Galway making up for lost time

OVER 50 years after they came close to affiliating with the province, the Galway hurlers make their debut in the Leinster hurling championship on Sunday, when they play Laois in O’Moore Park.

Galway applied for permission to play in Leinster in 1957. However, on the day of Congress they withdrew their application, ‘piqued’ by objections from within the province.

Former great Sean Duggan (popularly known as Seanín) who played inter-county from minor upwards over the period 1939-54, looks back on the episode with a degree of regret.

“Some of the counties didn’t want us in – and they got their way,” he recalled. “It would have been a big asset to us down the years, plus the fact that we would have received grants back from the Leinster Council.”
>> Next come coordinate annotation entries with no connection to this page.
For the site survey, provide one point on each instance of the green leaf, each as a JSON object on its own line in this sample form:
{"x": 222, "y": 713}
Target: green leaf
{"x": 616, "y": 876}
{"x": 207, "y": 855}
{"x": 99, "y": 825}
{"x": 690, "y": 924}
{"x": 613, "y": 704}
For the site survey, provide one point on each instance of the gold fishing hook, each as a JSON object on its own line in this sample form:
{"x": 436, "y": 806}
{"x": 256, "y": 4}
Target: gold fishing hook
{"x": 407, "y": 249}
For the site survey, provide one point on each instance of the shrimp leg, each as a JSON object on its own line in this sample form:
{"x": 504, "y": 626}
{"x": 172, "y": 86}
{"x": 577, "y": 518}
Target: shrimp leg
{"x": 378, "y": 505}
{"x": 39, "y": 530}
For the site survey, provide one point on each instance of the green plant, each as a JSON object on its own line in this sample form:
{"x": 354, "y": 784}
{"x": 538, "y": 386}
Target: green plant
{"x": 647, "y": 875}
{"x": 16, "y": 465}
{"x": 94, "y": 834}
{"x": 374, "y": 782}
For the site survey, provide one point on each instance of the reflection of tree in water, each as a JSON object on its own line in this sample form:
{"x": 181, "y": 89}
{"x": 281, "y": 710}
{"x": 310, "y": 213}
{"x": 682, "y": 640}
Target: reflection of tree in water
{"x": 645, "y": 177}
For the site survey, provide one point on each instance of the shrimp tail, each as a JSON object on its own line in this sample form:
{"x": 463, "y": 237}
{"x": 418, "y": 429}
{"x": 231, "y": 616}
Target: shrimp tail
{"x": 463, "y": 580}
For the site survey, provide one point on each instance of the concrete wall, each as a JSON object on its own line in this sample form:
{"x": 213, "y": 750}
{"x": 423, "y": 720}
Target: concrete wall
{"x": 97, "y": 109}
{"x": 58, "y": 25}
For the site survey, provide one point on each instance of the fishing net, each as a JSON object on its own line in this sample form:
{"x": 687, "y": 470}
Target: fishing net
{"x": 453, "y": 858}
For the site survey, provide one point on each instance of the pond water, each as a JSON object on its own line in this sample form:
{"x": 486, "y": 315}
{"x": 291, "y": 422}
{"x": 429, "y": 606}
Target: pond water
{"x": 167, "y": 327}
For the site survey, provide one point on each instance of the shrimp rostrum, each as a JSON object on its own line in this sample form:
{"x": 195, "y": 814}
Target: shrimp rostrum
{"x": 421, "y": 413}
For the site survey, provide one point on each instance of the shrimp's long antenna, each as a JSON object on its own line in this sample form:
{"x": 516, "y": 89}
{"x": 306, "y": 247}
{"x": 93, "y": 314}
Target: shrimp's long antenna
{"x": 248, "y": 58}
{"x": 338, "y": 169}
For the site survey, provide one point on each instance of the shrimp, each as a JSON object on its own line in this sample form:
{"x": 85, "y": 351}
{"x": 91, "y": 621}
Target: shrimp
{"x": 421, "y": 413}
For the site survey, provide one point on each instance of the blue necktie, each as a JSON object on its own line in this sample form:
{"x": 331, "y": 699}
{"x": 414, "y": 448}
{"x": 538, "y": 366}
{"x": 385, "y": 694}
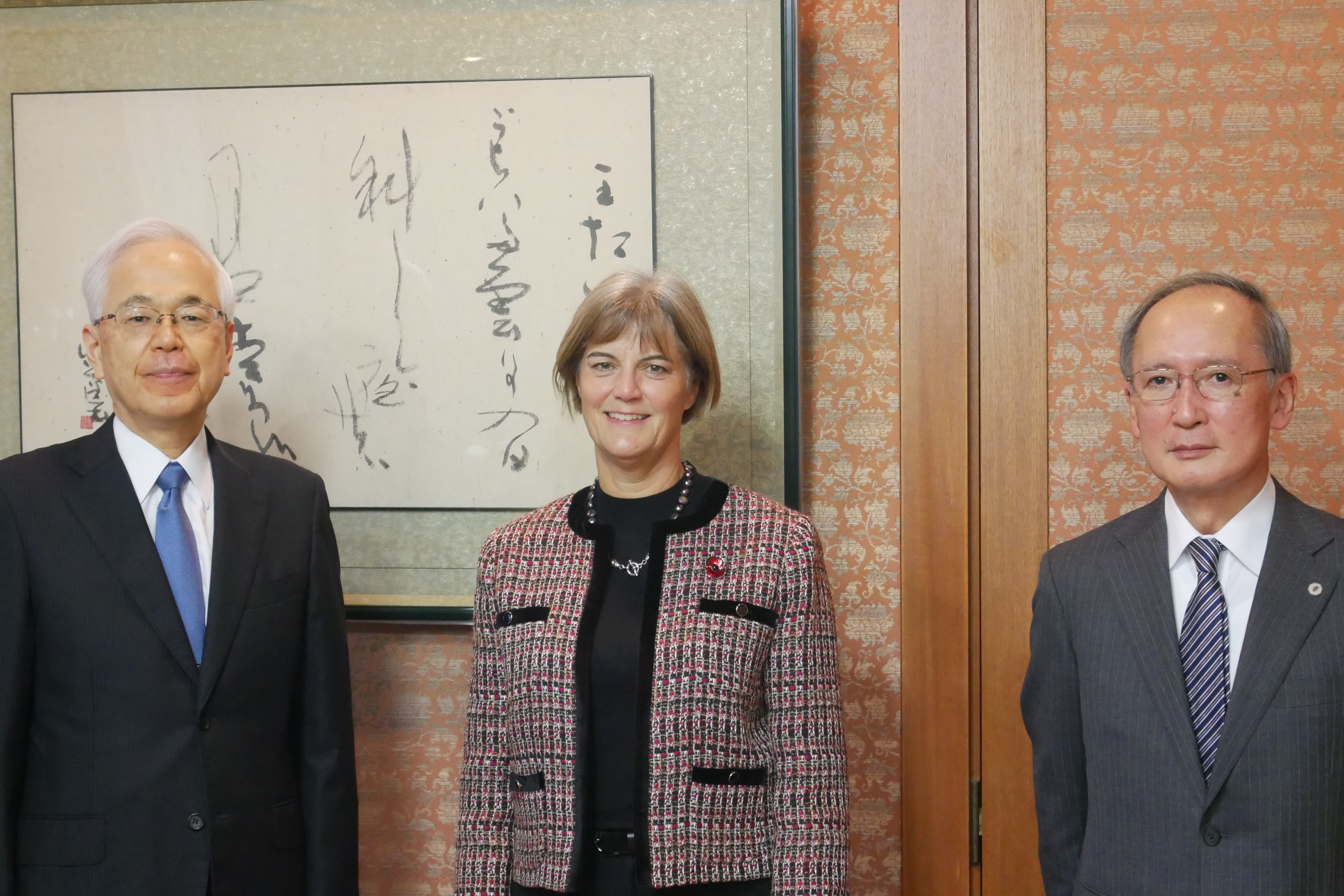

Instead, Galway found themselves going into Munster in 1959 one year after a Kildare motion to Congress to introduce an open draw for the championship almost succeeded. Their southern adventure lasted a decade and it saw the county compete in all of the championships – including U21, which was introduced in 1964.

Honoured in Galway recently by the City Council when a building was named after him and receiving an honorary degree from NUIG along with his brother Jimmy, Duggan claimed he would have preferred to see the county extend their involvement.

“I was out of the inter-county at that time, but I and other men who played (with Galway) and were officials of clubs were all in favour of going into Munster. I was disappointed when we came out because what we needed was championship hurling to improve our skills. One match every year wasn’t suitable. We had top-class hurlers and we would have gone places by learning more about the game.

“I am delighted we are in Leinster and I hope we stay there, but I won’t be happy until I see the minor hurlers and the junior hurlers and U21 in the championship.”

County Secretary Bernie O’Connor (who joined the senior squad in 1964 and had a taste of Munster championship hurling on a few occasions), wasn’t in favour of affiliating to the Leinster championship. “It wasn’t a great experience for Galway – not a very successful experience anyway,” he commented. “You got one chance every year. Nobody really worried that you lost that match; you came back the following year!” He never accepted the argument it would benefit Galway to play in the Leinster championship this time, saying that his preferred option would have been for the teams beaten in the first round games in Munster and Leinster to join Galway in an expanded Connacht championship.

“I felt we would have been better off that way and it would promote hurling in the province. Of course it’s history now, after being carried (at Congress) by a small vote. Some people would have been promoting the idea that when Galway weren’t getting matches they couldn’t win very much, but I didn’t agree with that view. you make your team on the training ground and you improve with matches.

“The bottom line is we’re still playing Laois – even though we are in Leinster. We could be playing Kilkenny in the next round, it doesn’t give us any extra game, does it? No reflection on Laois, but it will be our fifth year in a row playing them and it certainly isn’t promoting hurling in Laois because of the drubbings they got from us (twice by a 20-point margin).”